The ill favored boy was the only survivor from his village. As the other children became accustomed to his, hunched, silent form, they ceased to fear him and soon took to tormenting. They called him Shadow Ridden and delighted in knocking him down and throwing small stones at him when the grownups were not watching. For their part the adults came to fear and hate the boy as well. Many had friends and relations in the destroyed village and asked in whispers how it was that he was spared to be found wandering in the burning wreckage among the corpses of people and animals horribly torn as if by beasts but not devoured.
His only allies were the local priestess and the strange old man who dwelt in a tumble down shack on the edge of the forest. To the priestess the boy’s strange silence and obedience was a welcome respite from the irreverent chaos of the other children and she delighted in singling him out for special teaching and tasks. The old man was only grudgingly tolerated by the villagers himself and was grateful for the strange boy’s whispered warnings of planned pranks and vandalism.
As for the shadow ridden boy, he hungered for companionship and if the priestess’s well intentioned attention brought down the other children’s wrath on him or his friendship with the old outcast brought on dark glances and whispers from the adults, at least he was not alone, swallowed up by the murmuring shadows that clung at his heels alive with memories of his family’s panicked cries of horror and fire.

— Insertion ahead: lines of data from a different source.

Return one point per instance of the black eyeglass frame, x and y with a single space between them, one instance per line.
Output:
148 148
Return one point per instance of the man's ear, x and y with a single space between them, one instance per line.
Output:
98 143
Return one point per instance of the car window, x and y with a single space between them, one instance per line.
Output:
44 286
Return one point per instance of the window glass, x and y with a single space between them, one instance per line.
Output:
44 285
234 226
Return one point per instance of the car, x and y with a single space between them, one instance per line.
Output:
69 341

For a while it seemed as though this state of affairs would endure. Over the course of three winters, the boy grew from a sallow wretch to a lanky ghost, pale and haunted by the present as much as the past. The lives of the village’s humble farming folk were often harsh and brief and the burden of adulthood was mercilessly loaded on half grown youths. His life became a long and painful blur of muddy fields, weeds, vegetables, grain, and harsh rebukes.
But there came a day when the lord who lived a day’s journey to the north came to the muddy little village. He was young, having taken on his father’s mantle a scarce two years earlier, and so handsome in his crimson doublet and jet black hose that many pretty, young girls found themselves locked in the cellar by their fathers. With the lord came a small army of men at arms and knights in armor, for he was raising the levy to march with him in the service of the king to make war in a distant land for reasons even he could scarcely explain.

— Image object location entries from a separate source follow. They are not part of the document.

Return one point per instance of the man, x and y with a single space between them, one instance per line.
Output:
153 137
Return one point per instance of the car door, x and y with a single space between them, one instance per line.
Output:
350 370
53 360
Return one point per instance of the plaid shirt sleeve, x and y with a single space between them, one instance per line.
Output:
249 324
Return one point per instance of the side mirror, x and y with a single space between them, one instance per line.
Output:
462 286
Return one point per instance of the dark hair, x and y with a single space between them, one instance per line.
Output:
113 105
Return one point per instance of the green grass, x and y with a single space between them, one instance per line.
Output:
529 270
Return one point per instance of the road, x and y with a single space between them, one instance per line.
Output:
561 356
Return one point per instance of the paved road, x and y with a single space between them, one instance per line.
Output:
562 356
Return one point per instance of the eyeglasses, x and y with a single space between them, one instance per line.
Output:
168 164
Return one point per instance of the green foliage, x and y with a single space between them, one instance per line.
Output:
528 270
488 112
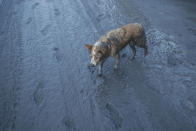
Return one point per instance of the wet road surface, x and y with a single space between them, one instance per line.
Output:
45 83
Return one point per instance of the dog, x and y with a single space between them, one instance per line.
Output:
114 41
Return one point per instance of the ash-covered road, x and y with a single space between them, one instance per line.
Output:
45 84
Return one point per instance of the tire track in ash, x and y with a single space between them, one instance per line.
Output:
10 63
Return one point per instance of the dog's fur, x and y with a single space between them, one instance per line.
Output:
115 40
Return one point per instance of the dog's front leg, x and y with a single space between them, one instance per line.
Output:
116 61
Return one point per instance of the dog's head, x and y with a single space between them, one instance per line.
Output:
97 53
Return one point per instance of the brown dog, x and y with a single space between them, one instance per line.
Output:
111 43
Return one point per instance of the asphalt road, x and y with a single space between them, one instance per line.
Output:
46 85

The farmer in who’s hay loft the pale, unwanted youth lived, was not a cruel or unjust man, but his own son, only two years older, was very dear to him and when the cry went up, his choice was easy. The sheriff who came seeking recruits was presented with the scrawny boy, and while he suspected better material was to be had, the day was late and his feet and back were getting sore, so he clapped the lad on the shoulder and said they’d see to it he’d get up properly.